Department of Epidemiology, Erasmus University Medical Center, Rotterdam, The Netherlands.
Eur J Hum Genet. 2012 Dec;20(12):1270-4. doi: 10.1038/ejhg.2012.89. Epub 2012 May 30.
Various modeling methods have been proposed to estimate the potential predictive ability of polygenic risk variants that predispose to various common diseases. However, it is unknown whether differences between them affect their conclusions on predictive ability. We reviewed input parameters, assumptions and output of the five most common methods and compared their estimates of the area under the receiver operating characteristic (ROC) curve (AUC) using hypothetical data representing effect sizes and frequencies of genetic variants, population disease risk and number of variants. To assess the accuracy of the estimated AUCs, we aimed to reproduce the AUCs of published empirical studies. All methods assumed that the combined effect of genetic variants on disease risk followed a multiplicative risk model of independent genetic effects, but they either assumed per allele, per genotype or dominant/recessive effects for the genetic variants. Modeling strategy and input parameters differed. Methods used simulation analysis or analytical formulas with effect sizes quantified by odds ratios (ORs) or relative risks. Estimated AUC values were similar for lower ORs (<1.2). When AUCs were larger (>0.7) due to variants with strong effects, differences in estimated AUCs between methods increased. The simulation methods accurately reproduced the AUC values of empirical studies, but the analytical methods did not. We conclude that despite differences in input parameters, the modeling methods estimate similar AUC for realistic values of the ORs. When one or more variants have stronger effects and AUC values are higher, the simulation methods tend to be more accurate.

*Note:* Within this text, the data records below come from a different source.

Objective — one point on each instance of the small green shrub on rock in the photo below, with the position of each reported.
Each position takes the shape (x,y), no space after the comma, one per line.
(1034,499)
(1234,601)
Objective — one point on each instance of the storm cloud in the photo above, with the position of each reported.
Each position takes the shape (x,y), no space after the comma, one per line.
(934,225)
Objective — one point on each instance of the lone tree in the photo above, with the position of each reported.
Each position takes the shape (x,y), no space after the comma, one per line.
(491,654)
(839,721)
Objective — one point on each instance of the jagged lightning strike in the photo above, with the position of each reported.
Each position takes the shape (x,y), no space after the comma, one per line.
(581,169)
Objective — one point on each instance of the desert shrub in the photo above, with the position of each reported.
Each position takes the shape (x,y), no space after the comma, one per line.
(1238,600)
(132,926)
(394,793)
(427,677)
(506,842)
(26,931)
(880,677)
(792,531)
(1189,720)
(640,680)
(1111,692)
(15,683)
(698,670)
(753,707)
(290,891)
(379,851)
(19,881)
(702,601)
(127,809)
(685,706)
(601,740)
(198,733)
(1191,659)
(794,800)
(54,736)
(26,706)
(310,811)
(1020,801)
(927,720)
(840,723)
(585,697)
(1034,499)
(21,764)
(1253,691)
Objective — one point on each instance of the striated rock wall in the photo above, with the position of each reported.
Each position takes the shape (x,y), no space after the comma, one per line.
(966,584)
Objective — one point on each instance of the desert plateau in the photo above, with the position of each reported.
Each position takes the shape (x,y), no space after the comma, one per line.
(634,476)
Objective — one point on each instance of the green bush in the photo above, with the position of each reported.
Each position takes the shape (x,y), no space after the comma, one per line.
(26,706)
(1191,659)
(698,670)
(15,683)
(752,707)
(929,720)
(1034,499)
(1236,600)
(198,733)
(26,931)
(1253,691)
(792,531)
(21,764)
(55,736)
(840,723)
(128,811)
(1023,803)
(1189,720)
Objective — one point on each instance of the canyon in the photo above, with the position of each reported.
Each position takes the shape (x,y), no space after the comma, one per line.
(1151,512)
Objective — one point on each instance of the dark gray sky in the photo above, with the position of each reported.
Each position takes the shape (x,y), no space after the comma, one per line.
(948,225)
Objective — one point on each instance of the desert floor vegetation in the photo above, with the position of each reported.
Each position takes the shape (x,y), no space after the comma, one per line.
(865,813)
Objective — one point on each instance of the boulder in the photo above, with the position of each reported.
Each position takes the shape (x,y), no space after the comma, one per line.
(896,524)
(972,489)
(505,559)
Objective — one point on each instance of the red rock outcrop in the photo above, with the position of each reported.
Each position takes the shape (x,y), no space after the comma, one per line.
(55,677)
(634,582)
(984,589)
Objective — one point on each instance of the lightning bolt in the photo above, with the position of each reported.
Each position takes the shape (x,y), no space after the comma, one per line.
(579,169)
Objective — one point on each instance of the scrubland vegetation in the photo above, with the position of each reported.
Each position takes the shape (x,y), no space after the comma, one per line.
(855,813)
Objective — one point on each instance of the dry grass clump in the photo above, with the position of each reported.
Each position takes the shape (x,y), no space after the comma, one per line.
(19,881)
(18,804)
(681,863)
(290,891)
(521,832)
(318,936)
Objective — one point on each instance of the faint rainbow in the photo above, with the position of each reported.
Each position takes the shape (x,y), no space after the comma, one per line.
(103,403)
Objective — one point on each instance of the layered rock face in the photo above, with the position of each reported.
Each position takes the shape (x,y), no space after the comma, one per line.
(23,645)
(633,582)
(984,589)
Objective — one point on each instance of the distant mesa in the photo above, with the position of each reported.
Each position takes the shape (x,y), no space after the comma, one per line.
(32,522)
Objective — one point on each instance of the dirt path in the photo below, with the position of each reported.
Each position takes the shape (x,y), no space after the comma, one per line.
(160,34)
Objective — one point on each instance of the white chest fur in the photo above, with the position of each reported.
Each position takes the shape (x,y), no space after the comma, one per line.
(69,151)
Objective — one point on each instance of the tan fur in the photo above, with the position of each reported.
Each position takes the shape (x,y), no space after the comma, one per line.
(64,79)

已经提出了各种建模方法来估计导致各种常见疾病的多基因风险变异的潜在预测能力。然而,尚不清楚它们之间的差异是否会影响它们对预测能力的结论。我们回顾了五种最常用方法的输入参数、假设和输出,并使用代表遗传变异、人群疾病风险和变异数量的效应大小和频率的假设数据比较了它们对接收者操作特征 (ROC) 曲线 (AUC) 下面积的估计值。为了评估估计 AUC 的准确性,我们旨在重现已发表的经验研究的 AUC。所有方法都假设遗传变异对疾病风险的综合影响遵循独立遗传效应的乘法风险模型,但它们要么假设遗传变异的每个等位基因、每个基因型或显性/隐性效应,要么假设遗传变异的每个等位基因、每个基因型或显性/隐性效应。建模策略和输入参数不同。方法使用模拟分析或带有由比值比 (OR) 或相对风险量化的效应大小的分析公式。对于较低的 OR(<1.2),估计的 AUC 值相似。当由于具有强效应的变异导致 AUC 较大(>0.7)时,方法之间估计的 AUC 差异增加。模拟方法准确再现了经验研究的 AUC 值,但分析方法没有。我们的结论是,尽管输入参数存在差异,但建模方法对 OR 的实际值估计相似的 AUC。当一个或多个变异具有更强的效应且 AUC 值更高时,模拟方法往往更准确。